Rainbow farting unicorn
Tootz currently integrates with Twitter, Facebook, Twitch and Gmail to receive fart-worthy notifications.
Whenever you get a notification Tootz announces it with a blast of awesomeness.
Behind that gleeful smile is a sophisticated system powered by Intel’s internet of Things SoC.
It utilizes node.js and websockets to filter out good news from bad news, insuring that Tootz only activates when good things happen.
The Tootz project is available on Indiegogo, and backers can claim one of their own for $69-89 with a special Golden Horn edition available for backers that fund it at the $114 level.
Inventor Ruiz-Avila stated, “We already have requests for a dragon that breathes fire and a “hype” Train that bellows multicolor steam. So, this might become a real product line.”
The internet of farts
A different kind of cloud.
The goal of this fun Hackaday project is to keep track of ahem..personal emissions while driving.
With a PIC, an ESP8266, a GPS module, and a small LCD display and keyboard, you now have a way to log rolling flatulence.
It turns out that Michel mainly farts while heading south, and he’s worried about the implications both in terms of polar ice cap loss and how Santa is going to treat him…
This project has gone so far as to inspire poetry:
Once after committing a LOMA
I detected a peculiar aroma
I then checked my iPhone
To analyze the stench-zone.
But found that it only runs on Chrome-a
Michel designed his internet of things project for fun. Here’s a Kickstarter project that attaches to your belt and monitors your farts.
Smart paper plane
Wouldn’t it be great if you could make your self-made paper airplane fly in any direction you want?
The PowerUp 3.0 was launched after a successful Kickstarter internet of things campaign.

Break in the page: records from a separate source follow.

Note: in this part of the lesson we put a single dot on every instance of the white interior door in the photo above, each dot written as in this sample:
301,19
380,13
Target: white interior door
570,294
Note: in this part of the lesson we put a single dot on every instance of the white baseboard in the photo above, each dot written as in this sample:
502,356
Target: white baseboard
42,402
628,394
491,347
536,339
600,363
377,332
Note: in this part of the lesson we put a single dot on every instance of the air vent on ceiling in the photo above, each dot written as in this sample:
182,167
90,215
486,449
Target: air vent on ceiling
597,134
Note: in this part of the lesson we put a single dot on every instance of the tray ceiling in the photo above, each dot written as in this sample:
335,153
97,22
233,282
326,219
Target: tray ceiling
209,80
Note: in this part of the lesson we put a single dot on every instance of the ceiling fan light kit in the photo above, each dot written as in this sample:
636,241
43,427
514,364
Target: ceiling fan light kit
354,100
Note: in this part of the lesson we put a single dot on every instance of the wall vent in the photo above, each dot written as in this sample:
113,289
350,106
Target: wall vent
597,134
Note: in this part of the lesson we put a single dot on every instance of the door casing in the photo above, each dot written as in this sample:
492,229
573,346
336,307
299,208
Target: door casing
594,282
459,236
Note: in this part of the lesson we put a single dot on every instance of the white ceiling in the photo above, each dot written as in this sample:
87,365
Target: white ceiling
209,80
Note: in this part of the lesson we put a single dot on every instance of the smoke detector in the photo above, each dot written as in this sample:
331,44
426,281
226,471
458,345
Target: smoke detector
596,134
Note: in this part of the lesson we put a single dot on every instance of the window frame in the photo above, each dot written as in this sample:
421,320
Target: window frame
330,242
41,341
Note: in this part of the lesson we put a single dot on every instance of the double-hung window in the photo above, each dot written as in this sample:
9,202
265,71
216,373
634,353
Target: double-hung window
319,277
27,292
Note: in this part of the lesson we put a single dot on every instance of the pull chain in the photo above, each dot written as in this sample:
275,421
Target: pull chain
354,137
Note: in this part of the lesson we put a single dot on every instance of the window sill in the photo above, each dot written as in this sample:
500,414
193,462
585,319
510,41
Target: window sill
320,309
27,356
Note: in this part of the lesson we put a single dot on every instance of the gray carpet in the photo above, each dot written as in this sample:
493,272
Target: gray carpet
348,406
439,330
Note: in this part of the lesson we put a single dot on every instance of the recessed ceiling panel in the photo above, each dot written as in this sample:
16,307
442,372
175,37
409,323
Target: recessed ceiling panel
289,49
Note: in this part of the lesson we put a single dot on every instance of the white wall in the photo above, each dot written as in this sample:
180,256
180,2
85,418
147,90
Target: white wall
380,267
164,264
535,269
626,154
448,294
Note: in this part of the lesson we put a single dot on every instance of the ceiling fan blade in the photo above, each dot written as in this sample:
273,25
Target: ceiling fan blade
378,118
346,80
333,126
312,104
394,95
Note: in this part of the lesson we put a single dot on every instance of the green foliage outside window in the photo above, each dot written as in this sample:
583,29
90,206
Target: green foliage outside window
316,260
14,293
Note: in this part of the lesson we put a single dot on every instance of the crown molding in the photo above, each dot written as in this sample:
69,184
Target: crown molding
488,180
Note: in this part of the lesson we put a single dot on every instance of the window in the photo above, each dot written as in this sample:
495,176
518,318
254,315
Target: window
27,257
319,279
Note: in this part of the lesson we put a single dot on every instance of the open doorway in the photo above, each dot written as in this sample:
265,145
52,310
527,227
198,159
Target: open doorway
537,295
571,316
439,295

It’s a smartphone controlled paper airplane.
It works by attaching the smart module to your paper plane and then connecting it with your smartphone through the app.
You can steer your plane by tilting your smartphone to the left or to the right and make it go up or down by increasing or reducing throttle.
You can buy it here for $50.
This fork literally gives you a little vibrating jolt if you’re shoveling food into your mouth too fast.
HAPIfork is an internet of things connected fork that helps you to eat more slowly.
If you eat too quickly, the fork vibrates, and bright lights flash on its handle.
It monitors a lot of data for a fork. Here’s according to the Hapifork site:
Every time you bring food from your plate to your mouth with your fork, this action is called: a “fork serving”.
The HAPIfork also measures:
How long it took to eat your meal.
The amount of “fork servings” taken per minute.
Intervals between “fork servings”.
Kill the laugh track
Can’t stand the canned laughter on TV comedy shows?
According to the people behind Kill The Cann (KTC), you’re not the only one.
“Over 80 percent of our survey audience replied that laugh tracks on television shows annoyed them.”
Their solution is Kill The Cann, which reduces or removes laughter from television audio using a signal processing algorithm.
You connect the HDMI cable of your DVR to KTC and then to your TV.
The project could use some help on Kickstarter, to put it mildly.
Vacuum Cleaning Sneakers
These vacuum shoes are perfect for tidy fashionistas.
The Ecology Shoe from Japanese auto company Denso has a small vacuum inside its very large, outer sole.
These classy kicks “shoe-ver” with a toe-box nozzle that sucks up dust and crumbs as you stroll.
At the heel is a small pedal, which is connected to gears. Every step you take powers the vacuum motor, allowing it to suck up small pieces of debris at a time.
All the dirt winds up in a space no bigger than a Tic Tac box.
Kérastase Hair Coach
This smart hairbrush listens to the sound of your hair as you brush.
Internet of things sensors collect info on your brushing pressure.
Apparently, it provides all the insights you could possibly want into “manageability, frizziness, dryness, split ends and breakage”.
It provides hair tips and recommends L’Oreal’s Kérastase luxury products.
Hopefully not too many of them, after shelling out $200 for the hair brush!
You can find it at Withings from Fall 2017.
Smart Cat Water Fountain
The IndieGogo campaign describes the Pura cat water fountain as:
“a beautifully crafted and ergonomically designed smart water fountain for cats that is easy to clean, encourages better water-drinking habits and helps you keep tabs on your kitten’s water-intake right on your smartphone.”
It allows you to monitor the water intake of your pampered puss as well as reduce neck stress (!) and keep their whiskers dry.